Braum does not employ this symbolism to bluntly didactic ends; rather, he assesses the artificial divide between human and nonhuman animal to underline broader investigations about the human subject’s relation to the world. For example, the title story sees characters discussing acts of infidelity and dishonesty as reflections of their “monkey in the jungle” selves.
Braum cites Algernon Blackwood’s classic Weird novella The Willows in his Story Notes, and the imprint is visible: Underworld Dreams repeatedly sees its characters encountering eerily numinous spaces and reality-fissures in environments that have evaded global industrialism. Braum finds lots of potential for the ineffable in “natural” spaces, demonstrating a knack for imagery and atmosphere.

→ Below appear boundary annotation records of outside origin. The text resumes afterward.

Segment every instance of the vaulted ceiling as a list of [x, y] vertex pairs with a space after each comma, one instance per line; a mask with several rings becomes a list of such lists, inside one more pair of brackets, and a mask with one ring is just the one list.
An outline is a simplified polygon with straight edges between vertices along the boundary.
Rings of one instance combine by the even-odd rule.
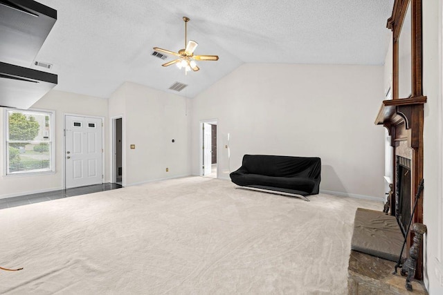
[[[37, 0], [57, 21], [35, 59], [53, 64], [55, 87], [109, 97], [125, 81], [193, 97], [243, 63], [383, 64], [393, 0]], [[152, 56], [184, 47], [182, 17], [199, 61], [185, 75]], [[45, 70], [42, 68], [34, 68]], [[188, 84], [180, 93], [175, 82]]]

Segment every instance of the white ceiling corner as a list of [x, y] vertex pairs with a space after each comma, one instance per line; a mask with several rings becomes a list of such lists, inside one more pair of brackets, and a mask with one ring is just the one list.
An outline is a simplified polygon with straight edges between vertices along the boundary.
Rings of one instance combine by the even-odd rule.
[[[37, 0], [57, 21], [36, 57], [64, 91], [109, 97], [129, 81], [193, 97], [243, 63], [383, 64], [394, 0]], [[188, 73], [151, 55], [184, 47], [218, 55]], [[44, 70], [42, 68], [38, 68]], [[188, 84], [181, 93], [168, 88]]]

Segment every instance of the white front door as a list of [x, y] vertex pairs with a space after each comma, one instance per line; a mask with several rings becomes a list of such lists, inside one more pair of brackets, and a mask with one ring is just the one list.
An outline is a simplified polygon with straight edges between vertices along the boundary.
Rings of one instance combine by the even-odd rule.
[[65, 116], [66, 187], [102, 183], [102, 120]]
[[210, 174], [213, 166], [212, 130], [210, 124], [203, 123], [203, 166], [204, 175]]

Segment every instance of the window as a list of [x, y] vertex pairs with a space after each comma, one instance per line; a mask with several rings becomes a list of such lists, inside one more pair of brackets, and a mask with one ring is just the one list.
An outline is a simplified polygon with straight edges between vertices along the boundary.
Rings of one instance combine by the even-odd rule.
[[6, 174], [54, 171], [53, 112], [6, 109]]

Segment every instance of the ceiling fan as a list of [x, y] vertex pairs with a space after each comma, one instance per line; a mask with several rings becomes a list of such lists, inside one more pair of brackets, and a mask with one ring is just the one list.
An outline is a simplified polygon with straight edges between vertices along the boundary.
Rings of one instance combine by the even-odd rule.
[[198, 61], [217, 61], [219, 60], [218, 55], [194, 55], [194, 50], [199, 45], [195, 41], [189, 40], [189, 42], [186, 42], [187, 38], [187, 28], [188, 21], [190, 19], [189, 17], [183, 17], [183, 20], [185, 21], [185, 48], [180, 49], [178, 53], [174, 51], [168, 50], [166, 49], [159, 48], [159, 47], [154, 47], [154, 50], [156, 51], [160, 51], [161, 53], [166, 53], [168, 55], [174, 55], [179, 58], [173, 61], [167, 62], [162, 64], [163, 66], [168, 66], [172, 64], [176, 64], [179, 68], [185, 68], [186, 72], [192, 70], [197, 72], [200, 69], [197, 66], [196, 60]]

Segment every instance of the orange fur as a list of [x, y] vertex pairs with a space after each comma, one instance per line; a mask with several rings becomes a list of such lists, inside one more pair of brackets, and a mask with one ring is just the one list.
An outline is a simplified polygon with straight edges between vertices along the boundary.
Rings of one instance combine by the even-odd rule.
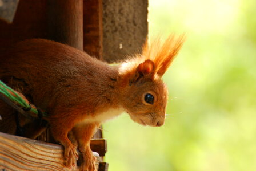
[[[111, 66], [65, 44], [27, 40], [0, 52], [0, 79], [47, 111], [49, 116], [44, 119], [55, 140], [65, 147], [67, 166], [75, 165], [77, 158], [67, 136], [73, 132], [83, 154], [81, 170], [94, 170], [89, 142], [100, 123], [123, 111], [142, 125], [163, 125], [167, 89], [161, 77], [183, 41], [182, 36], [175, 40], [171, 36], [162, 45], [154, 42], [142, 54]], [[154, 97], [151, 104], [146, 100], [148, 95]], [[3, 119], [10, 117], [5, 116], [12, 111], [0, 105], [6, 109], [0, 111]], [[30, 128], [35, 125], [31, 122], [23, 125]], [[14, 124], [0, 124], [0, 131]]]

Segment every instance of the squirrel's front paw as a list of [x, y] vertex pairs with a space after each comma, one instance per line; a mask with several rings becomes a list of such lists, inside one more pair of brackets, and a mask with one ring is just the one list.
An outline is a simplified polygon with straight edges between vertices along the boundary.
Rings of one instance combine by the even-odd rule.
[[80, 166], [81, 171], [97, 171], [95, 162], [96, 157], [93, 154], [91, 150], [87, 148], [85, 151], [80, 150], [83, 156], [83, 163]]
[[77, 166], [78, 154], [74, 145], [68, 145], [65, 147], [64, 158], [65, 165], [67, 167], [75, 168]]

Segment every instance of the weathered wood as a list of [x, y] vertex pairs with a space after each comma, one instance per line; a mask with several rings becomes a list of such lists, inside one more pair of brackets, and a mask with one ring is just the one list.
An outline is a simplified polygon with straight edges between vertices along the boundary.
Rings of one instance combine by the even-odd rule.
[[83, 50], [83, 0], [48, 0], [48, 38]]
[[0, 19], [11, 23], [18, 3], [19, 0], [0, 0]]
[[47, 35], [46, 0], [21, 0], [11, 24], [0, 20], [0, 47]]
[[0, 132], [0, 170], [71, 170], [64, 166], [63, 153], [61, 145]]
[[83, 50], [102, 59], [102, 0], [83, 0]]
[[93, 151], [97, 152], [99, 156], [105, 156], [107, 151], [107, 140], [105, 139], [93, 139], [90, 143]]

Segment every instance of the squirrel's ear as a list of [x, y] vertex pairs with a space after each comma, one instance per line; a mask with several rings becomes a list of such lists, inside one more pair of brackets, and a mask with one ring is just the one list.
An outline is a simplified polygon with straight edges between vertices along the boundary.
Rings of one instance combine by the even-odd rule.
[[153, 74], [155, 70], [154, 62], [151, 60], [146, 60], [143, 63], [139, 64], [133, 75], [132, 78], [130, 80], [130, 85], [133, 83], [136, 83], [142, 78]]
[[137, 72], [141, 75], [146, 75], [153, 73], [154, 68], [154, 62], [147, 59], [138, 66]]

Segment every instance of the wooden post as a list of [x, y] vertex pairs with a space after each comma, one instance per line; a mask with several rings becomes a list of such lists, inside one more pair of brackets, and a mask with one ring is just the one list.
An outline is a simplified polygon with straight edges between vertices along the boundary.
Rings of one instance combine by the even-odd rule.
[[48, 38], [83, 50], [83, 0], [48, 0]]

There are horrifying moments here (perhaps most notably in the aforementioned “Monkey Coat,” reportedly inspired by advice Braum got from the legendary Jack Ketchum), but this book mostly occupies Weird Fiction’s less macabre terrain. China Melville writes that the “obsession with numinosity under the everyday is at the heart of Weird Fiction,” and this is the obsession that most clearly characterizes Underworld Dreams. For readers seeking fiction with a strong narrative engine and a bold commitment to the unknown, this collection is one to seek out.